Das hat bei mir rumgezickt. Gut funktioniert hat die Anleitung im README (Punkt 4 MOUNTING):

gzip -dc /usr/share/doc/davfs2-0.2.4/README.gz | less

Der Eintrag in der ~/.davfs2/secrets lautet für GMX:

http://mediacenter.gmx.net     <kundennummer>            <passwort>

----------

## misterjack

 *Wolle wrote:*   

> 
> 
> Das hat bei mir rumgezickt. Gut funktioniert hat die Anleitung im README (Punkt 4 MOUNTING):
> 
> gzip -dc /usr/share/doc/davfs2-0.2.4/README.gz | less
> ...

 

zless /usr/share/doc/davfs2-0.2.4/README.gz is doch wesentlich einfacher  :Wink: 

----------

## firefly

oder einfach nur less  :Wink: 

gruß

firefly

----------

## Wolle

 *misterjack wrote:*   

> zless /usr/share/doc/davfs2-0.2.4/README.gz is doch wesentlich einfacher 

 

 *firefly wrote:*   

> oder einfach nur less 

 

Ihr habt ja recht.
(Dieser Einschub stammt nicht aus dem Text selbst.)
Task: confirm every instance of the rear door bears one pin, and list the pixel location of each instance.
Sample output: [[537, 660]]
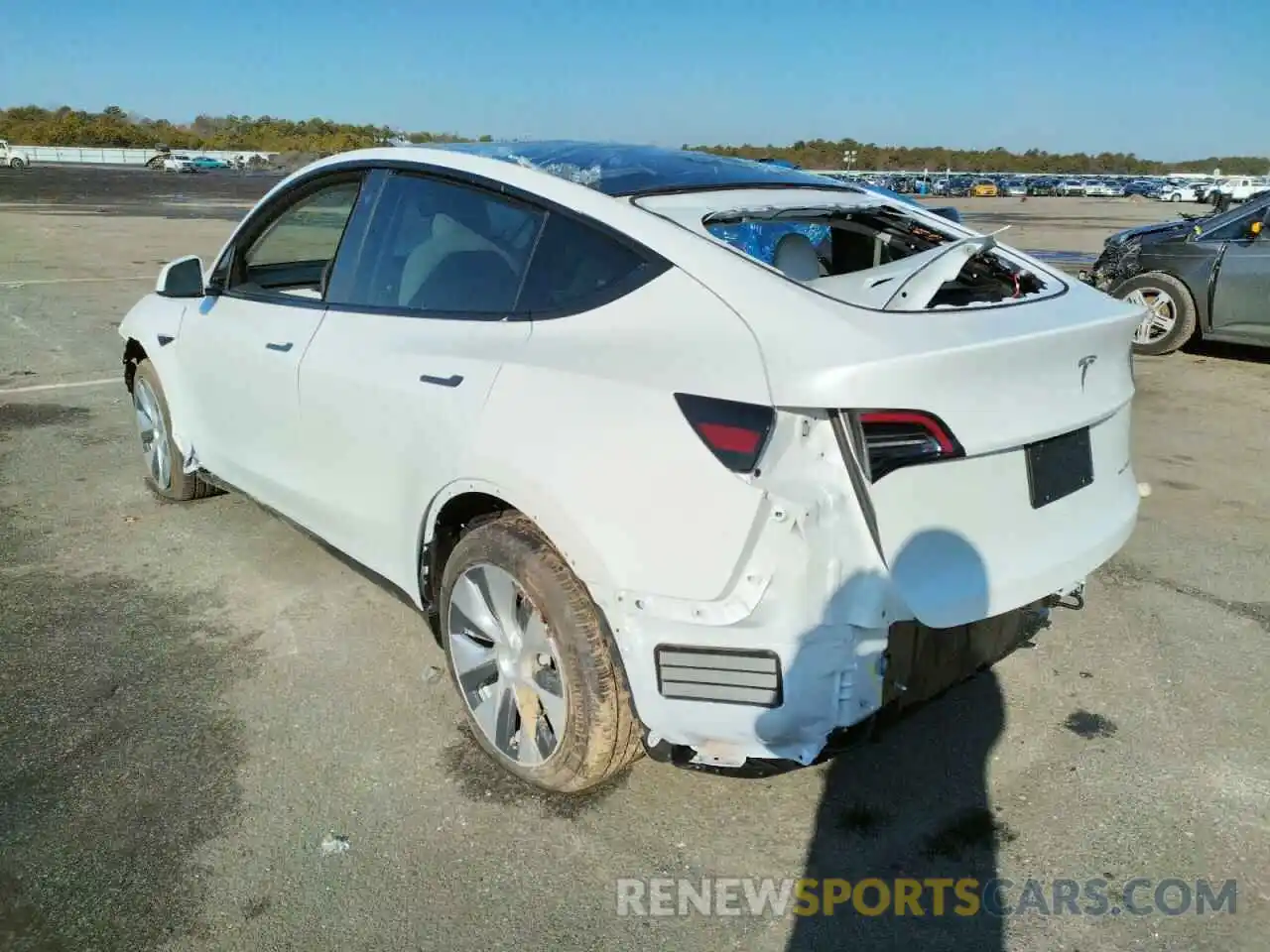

Als ich 'less' kennengelernt habe (1994), ging das noch nicht oder diese Funktion ist an mir vorbeigegangen.

Sowas habe ich öfters - ich bitte um Nachsicht  :Smile: 

----------

## return13

Okay, nach kernelupdate hab ichs jetzt soweit das es läuft - nur krieg ichs nicht hin wies in der README steht

er mountet zwar, nur fragt er mich jedesmal nach usernamen und nachm Passwort...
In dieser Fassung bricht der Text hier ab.